At one point I heard her laughing, jumping on the bed. There were long periods of silence interspersed with murmured discussion between her and her dad. My superman vision looked right through the wall and captured Bella trying on enormous gaudy clip on earrings, obscenely colorful scarves, and testing my husband's knowledge of my family tree while pointing at old black and white photographs. At one point, a loud bump on the thin apartment wall made my grandmother start. "She's in your room. She thinks there's treasure in there." Grandma gave me a bemused smile. "Remember your room in the old house? I used to love your room -- all of your jewelry boxes and trays -- I would spread their contents over the unused twin bed with the white coverlet and just inhale the mystery.
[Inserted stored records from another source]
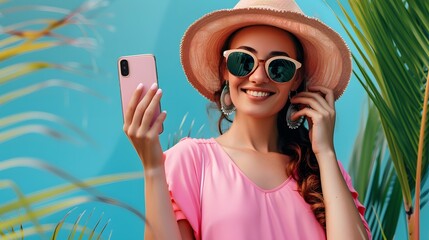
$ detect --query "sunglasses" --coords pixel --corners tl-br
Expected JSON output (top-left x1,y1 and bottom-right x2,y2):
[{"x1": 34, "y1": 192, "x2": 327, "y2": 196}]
[{"x1": 223, "y1": 49, "x2": 302, "y2": 83}]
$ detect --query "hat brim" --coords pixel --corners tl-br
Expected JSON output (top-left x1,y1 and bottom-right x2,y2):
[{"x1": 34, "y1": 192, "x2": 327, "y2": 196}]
[{"x1": 180, "y1": 8, "x2": 351, "y2": 101}]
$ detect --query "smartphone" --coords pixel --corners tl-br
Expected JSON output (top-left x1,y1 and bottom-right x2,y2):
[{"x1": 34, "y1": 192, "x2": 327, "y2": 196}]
[{"x1": 118, "y1": 54, "x2": 163, "y2": 133}]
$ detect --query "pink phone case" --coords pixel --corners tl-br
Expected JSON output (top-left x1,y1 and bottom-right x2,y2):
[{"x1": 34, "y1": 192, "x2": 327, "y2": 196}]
[{"x1": 118, "y1": 54, "x2": 162, "y2": 133}]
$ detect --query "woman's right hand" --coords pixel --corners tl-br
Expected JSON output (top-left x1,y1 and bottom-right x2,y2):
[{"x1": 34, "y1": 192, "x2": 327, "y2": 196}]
[{"x1": 123, "y1": 84, "x2": 166, "y2": 172}]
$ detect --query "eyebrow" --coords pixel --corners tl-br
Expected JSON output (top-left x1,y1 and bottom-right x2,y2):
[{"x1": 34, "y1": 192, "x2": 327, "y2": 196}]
[{"x1": 238, "y1": 46, "x2": 290, "y2": 57}]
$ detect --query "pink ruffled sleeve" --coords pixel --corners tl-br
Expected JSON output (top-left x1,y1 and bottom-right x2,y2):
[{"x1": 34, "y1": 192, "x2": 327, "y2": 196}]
[
  {"x1": 338, "y1": 162, "x2": 372, "y2": 239},
  {"x1": 165, "y1": 138, "x2": 201, "y2": 239}
]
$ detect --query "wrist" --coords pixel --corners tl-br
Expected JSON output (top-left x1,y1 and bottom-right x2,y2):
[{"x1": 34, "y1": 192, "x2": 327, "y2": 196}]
[{"x1": 314, "y1": 149, "x2": 337, "y2": 164}]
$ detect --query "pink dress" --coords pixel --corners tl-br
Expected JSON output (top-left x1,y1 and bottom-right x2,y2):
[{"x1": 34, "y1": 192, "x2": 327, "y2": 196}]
[{"x1": 165, "y1": 138, "x2": 370, "y2": 240}]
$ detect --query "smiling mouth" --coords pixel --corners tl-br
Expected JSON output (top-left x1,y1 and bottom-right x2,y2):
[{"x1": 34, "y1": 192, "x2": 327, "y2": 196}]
[{"x1": 243, "y1": 90, "x2": 274, "y2": 97}]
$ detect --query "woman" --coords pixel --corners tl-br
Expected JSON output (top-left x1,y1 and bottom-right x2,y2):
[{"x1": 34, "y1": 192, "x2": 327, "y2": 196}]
[{"x1": 124, "y1": 0, "x2": 371, "y2": 239}]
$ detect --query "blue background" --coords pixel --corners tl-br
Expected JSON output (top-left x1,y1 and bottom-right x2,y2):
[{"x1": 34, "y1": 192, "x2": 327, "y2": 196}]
[{"x1": 0, "y1": 0, "x2": 427, "y2": 239}]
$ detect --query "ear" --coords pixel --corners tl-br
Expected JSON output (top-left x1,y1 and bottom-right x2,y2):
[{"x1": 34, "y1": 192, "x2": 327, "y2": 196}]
[{"x1": 219, "y1": 58, "x2": 229, "y2": 80}]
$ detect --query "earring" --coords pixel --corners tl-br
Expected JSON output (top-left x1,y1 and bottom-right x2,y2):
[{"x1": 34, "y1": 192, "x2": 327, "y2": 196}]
[
  {"x1": 220, "y1": 82, "x2": 235, "y2": 116},
  {"x1": 286, "y1": 91, "x2": 304, "y2": 129}
]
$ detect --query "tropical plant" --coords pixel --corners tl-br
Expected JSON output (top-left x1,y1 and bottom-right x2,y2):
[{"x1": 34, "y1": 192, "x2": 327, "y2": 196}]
[
  {"x1": 334, "y1": 0, "x2": 429, "y2": 239},
  {"x1": 0, "y1": 0, "x2": 145, "y2": 239}
]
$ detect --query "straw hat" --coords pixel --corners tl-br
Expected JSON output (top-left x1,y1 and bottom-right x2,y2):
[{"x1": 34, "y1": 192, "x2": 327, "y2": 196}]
[{"x1": 180, "y1": 0, "x2": 351, "y2": 101}]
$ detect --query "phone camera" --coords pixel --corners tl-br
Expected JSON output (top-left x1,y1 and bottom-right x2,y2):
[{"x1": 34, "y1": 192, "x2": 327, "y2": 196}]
[{"x1": 119, "y1": 59, "x2": 130, "y2": 77}]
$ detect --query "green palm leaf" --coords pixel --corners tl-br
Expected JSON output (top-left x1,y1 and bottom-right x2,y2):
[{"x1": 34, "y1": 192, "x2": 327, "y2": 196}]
[{"x1": 334, "y1": 0, "x2": 429, "y2": 238}]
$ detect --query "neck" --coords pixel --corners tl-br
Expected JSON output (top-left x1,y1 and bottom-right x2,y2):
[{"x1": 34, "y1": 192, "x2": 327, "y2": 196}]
[{"x1": 223, "y1": 114, "x2": 278, "y2": 153}]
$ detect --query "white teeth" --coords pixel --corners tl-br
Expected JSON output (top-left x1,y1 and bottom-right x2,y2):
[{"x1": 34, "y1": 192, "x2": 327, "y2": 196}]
[{"x1": 247, "y1": 90, "x2": 270, "y2": 97}]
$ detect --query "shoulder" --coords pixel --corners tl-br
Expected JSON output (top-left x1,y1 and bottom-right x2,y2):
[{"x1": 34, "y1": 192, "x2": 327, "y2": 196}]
[{"x1": 165, "y1": 137, "x2": 214, "y2": 157}]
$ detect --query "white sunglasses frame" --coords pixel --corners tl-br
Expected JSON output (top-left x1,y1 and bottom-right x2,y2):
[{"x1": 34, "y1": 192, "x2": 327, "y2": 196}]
[{"x1": 223, "y1": 49, "x2": 302, "y2": 84}]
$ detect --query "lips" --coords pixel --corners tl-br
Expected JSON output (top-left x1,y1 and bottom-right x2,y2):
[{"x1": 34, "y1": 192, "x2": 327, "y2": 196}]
[{"x1": 243, "y1": 89, "x2": 273, "y2": 98}]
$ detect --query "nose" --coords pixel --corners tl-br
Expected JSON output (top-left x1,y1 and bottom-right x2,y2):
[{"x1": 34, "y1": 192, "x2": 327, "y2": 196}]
[{"x1": 249, "y1": 60, "x2": 269, "y2": 84}]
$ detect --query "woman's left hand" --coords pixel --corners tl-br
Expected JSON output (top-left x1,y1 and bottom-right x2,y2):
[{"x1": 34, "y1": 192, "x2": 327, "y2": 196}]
[{"x1": 291, "y1": 86, "x2": 335, "y2": 156}]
I thought there was treasure in there."
She smiled at me, this time with a twinkle in her eye. "There was!"
My grandmother is ailing. She's 89, and lives by herself in an "independent" retirement community, and will need in-home care or moved to a facility with full time care in the near future. Her artificial limbs no longer provide the support she needs to traverse her wee apartment, and her mind is starting to fray around the edges in ways that make us all nervous. Would she have eaten had we not shown up and reminded her that today, Saturday by the way, she would not be receiving food from the service but would have to heat up something in the fridge? My heart broke, clutching memories, made no less bearable when she offered up the (only) table. I demurred saying I didn't have the space, but agreed to take the complicated, dust and junk covered sewing machine.
When she moved from the big 18th century home into the teeny one-bedroom place, I was unable to afford (monetarily or time-wise) to leave my graduate program and go help pack. Although some lovely depression glass was saved just for me, I missed out on the Fiestaware and a few other goodies that got allocated to cousins and (horrors!) the auction block. So the standing joke for the last decade has been to "put a sticky on it!" with your name if you'd like to be bequeathed the cuckoo clock or the roll top desk. Lest you think we're all macabre in front of her, this was her idea and she plays along with us, often with great humor. "Oh, so think that dish is ugly?" (Runs off for the sticky notes.)
I doubt she'd even know what a sticky was anymore, and somehow joking about the future demise of her and avoidance of probate is too close for humor. Tonight out of nowhere, Bella asked me to reaffirm that people don't come back after they die, and then started crying because "I don't want to be an old 100 year old lady. I want to be with my friends!" I tried to explain she could still have friends at 100, and for a few seconds there was a humorous narrative about her and her two best pre-school friends living together as centenarians ("Old people play cards?"). But the slippery slope bombed into an uncomfortable discussion about not wanting to age at all and dying at four.
"Oh Please don't," said as much to the sky and the other and myself as to her.
"Do people who are zero die?"
"Yes, Maddy was Zero."
"I miss Maddy," she said, her voice rising and a fresh well of tears coming.
It's all a bit too fresh this winter.
I also realized during these interludes that if I were to have another child (stop laughing), I would (hypothetically) be an elderly grandma from the get go. I'm not sure what mystery would lie in my bedroom save for miscellaneous bottles of pills.